In November 1937 Argentina agreed to permit Bolivia to ship petroleum across Argentine territory free of all taxes just so long as the Bolivian oil fields remain in the possession of the Government. The properties referred to in the new commercial treaty belonged to the Standard Oil Company of New Jersey until, through court order in March 1937, the concession was terminated. An appeal is still pending before the Supreme Court of Bolivia. The 'confiscated' properties represent an investment of $17,000,000. This situation, which was the precursor of the expropriation decree in Mexico, cannot now be adjusted without involving complications with both the Argentine and the Brazilian Governments. The oil industry of Bolivia has been nationalized, with an official petroleum board, created in 1937, and a government oil enterprise modeled after Argentina's, known as Yacimientos Petrolíferos Fiscales Bolivianos.

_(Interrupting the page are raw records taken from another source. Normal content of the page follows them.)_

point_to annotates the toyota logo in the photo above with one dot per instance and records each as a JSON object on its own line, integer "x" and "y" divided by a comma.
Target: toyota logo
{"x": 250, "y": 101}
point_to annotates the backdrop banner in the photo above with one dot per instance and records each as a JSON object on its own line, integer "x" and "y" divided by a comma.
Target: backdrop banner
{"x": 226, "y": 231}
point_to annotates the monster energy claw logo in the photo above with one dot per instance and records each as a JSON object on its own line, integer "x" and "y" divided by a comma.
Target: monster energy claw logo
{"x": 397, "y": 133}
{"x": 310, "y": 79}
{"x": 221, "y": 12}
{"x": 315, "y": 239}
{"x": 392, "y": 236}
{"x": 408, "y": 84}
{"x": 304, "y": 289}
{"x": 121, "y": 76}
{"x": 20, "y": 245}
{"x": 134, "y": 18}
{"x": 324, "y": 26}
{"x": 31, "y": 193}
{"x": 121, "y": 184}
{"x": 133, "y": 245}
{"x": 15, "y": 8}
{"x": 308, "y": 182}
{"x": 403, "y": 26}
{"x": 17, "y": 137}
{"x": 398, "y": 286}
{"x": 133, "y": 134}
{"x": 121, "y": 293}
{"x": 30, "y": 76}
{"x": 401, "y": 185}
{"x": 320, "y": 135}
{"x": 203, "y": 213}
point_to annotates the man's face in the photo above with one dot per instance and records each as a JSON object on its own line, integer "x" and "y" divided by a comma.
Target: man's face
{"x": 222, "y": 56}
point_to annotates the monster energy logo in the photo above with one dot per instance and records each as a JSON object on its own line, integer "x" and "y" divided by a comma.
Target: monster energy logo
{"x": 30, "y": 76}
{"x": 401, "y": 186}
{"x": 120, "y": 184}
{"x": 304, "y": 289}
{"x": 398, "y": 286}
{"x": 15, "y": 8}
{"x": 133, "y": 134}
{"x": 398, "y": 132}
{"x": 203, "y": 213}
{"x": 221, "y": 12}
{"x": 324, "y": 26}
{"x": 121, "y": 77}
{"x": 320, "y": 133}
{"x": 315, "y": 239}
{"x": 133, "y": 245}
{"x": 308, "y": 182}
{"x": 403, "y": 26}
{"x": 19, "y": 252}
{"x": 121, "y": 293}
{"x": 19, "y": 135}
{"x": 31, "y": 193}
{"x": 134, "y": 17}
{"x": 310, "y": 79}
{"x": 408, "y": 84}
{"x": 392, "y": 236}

Bolivia's economic life centers in tin, which accounts for from 70 to 75 per cent of its total exports, but mine labor shortage due to the Chaco war continued to be reflected in a reduced output, and Bolivia again in 1938 was unable to meet the export quota granted by the International Tin Committee. At the end of 1937 it had produced under half of its allotment. Because of this fact it will not be affected by the reduction in the world production quota made by the Committee in February. Low tin quotations toward the end of 1937 reduced the amount of exchange available for imports, and fluctuating tin prices have created a very uncertain exchange situation. In December 1937 an Argentine company was granted exclusive rights to smelt tin in Bolivia. This arrangement, if made effective, would remove the disadvantage of shipment of ore abroad, especially to Great Britain, for smelting and then re-exporting to consuming countries.

The budget for 1938 provided for an increase of 37 per cent over the 1937 budget, and of almost 100 per cent over that for 1936. Revenues and expenditures are balanced at 274,123,000 bolivianos. (For the Chaco settlement see PARAGUAY.)